The idea for sound first came about in 2004 when Mark Hope (Woodend Barn) and Pete Stollery (University of Aberdeen) got together to discuss how to bring more new music events to the north-east of Scotland.
In November 2004, a small four-day pilot festival (Upbeat!) was organised to gauge local interest. It included performances by Graham Fitkin, Ruth Wall and Ensemble Bash.

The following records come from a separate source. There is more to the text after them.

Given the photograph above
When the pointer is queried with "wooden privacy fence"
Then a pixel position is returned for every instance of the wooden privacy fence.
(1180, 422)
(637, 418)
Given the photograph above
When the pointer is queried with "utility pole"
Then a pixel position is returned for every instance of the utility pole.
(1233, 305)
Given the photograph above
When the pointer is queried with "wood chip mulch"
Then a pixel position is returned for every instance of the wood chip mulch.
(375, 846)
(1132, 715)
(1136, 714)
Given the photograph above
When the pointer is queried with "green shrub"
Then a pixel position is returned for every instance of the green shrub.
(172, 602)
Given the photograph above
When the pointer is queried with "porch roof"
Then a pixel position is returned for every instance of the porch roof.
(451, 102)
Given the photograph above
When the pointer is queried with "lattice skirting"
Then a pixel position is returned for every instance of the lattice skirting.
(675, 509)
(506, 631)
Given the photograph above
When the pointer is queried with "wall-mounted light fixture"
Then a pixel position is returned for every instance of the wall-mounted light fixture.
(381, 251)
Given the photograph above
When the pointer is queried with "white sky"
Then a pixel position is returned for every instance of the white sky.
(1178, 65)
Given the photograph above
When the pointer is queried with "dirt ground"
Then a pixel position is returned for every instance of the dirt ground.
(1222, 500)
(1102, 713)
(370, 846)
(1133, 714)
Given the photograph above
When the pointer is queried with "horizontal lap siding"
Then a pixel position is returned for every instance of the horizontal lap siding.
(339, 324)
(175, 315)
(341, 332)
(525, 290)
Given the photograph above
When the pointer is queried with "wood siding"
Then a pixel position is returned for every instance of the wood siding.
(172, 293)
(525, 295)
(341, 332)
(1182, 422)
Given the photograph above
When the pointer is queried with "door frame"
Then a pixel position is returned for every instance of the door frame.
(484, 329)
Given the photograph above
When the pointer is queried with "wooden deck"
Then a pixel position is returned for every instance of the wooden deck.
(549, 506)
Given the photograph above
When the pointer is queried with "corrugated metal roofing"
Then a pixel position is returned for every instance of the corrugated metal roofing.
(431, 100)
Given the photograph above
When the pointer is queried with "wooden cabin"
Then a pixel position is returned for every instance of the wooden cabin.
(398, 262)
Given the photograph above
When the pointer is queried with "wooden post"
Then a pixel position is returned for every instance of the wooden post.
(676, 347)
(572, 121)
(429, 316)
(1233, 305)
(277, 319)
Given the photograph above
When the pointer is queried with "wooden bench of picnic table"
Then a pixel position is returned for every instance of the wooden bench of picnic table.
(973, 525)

In 2005, the inaugral soundfestival was launched. In that first year, we found the flexible model we wanted, programming over 20 days with concerts across Aberdeen and shire. Music included Evelyn Glennie and the BBC SSO performing Sally Beamish’s Trance O’Nicht, the Edinburgh Quartet performing new works by Naresh Sohal and Kenneth Dempster, Bill Thompson, McKenzie Medboe and La Boum! An afternoon’s rehearsal and informal performance of James MacMillan’s Into the Ferment by a scratch community orchestra of local musicians aged from 11 to 88 years old, conducted by the composer, proved to be the most intensive and involving event.
In that initial year, our network of partner organisations had started to fall into place with Woodend Music Society, Aberdeen Jazz, Interesting Music Promotions, Monymusk Arts, Angus Arts, Strathdee Music Club and of course the University of Aberdeen and Woodend Barn all supporting the festival.
Over the years, the festival has morphed as we adapted and adjusted it. It has been as long as five weeks, and as short as 10 days. Spaces used for performances have changed as local arts organisations have taken part in some years and not in others. In 2008 we started doing themed weekends, allowing us to focus in on certain music or ideas over a few days.
The festival is now settled at 19 days, and is still programmed in a broad fashion with the participation of our partner network. We have grown over the years to become Scotland’s leading festival of new music, and sound itself has developed into a new music organisation with events and workshops throughout the year as well as during the annual festival.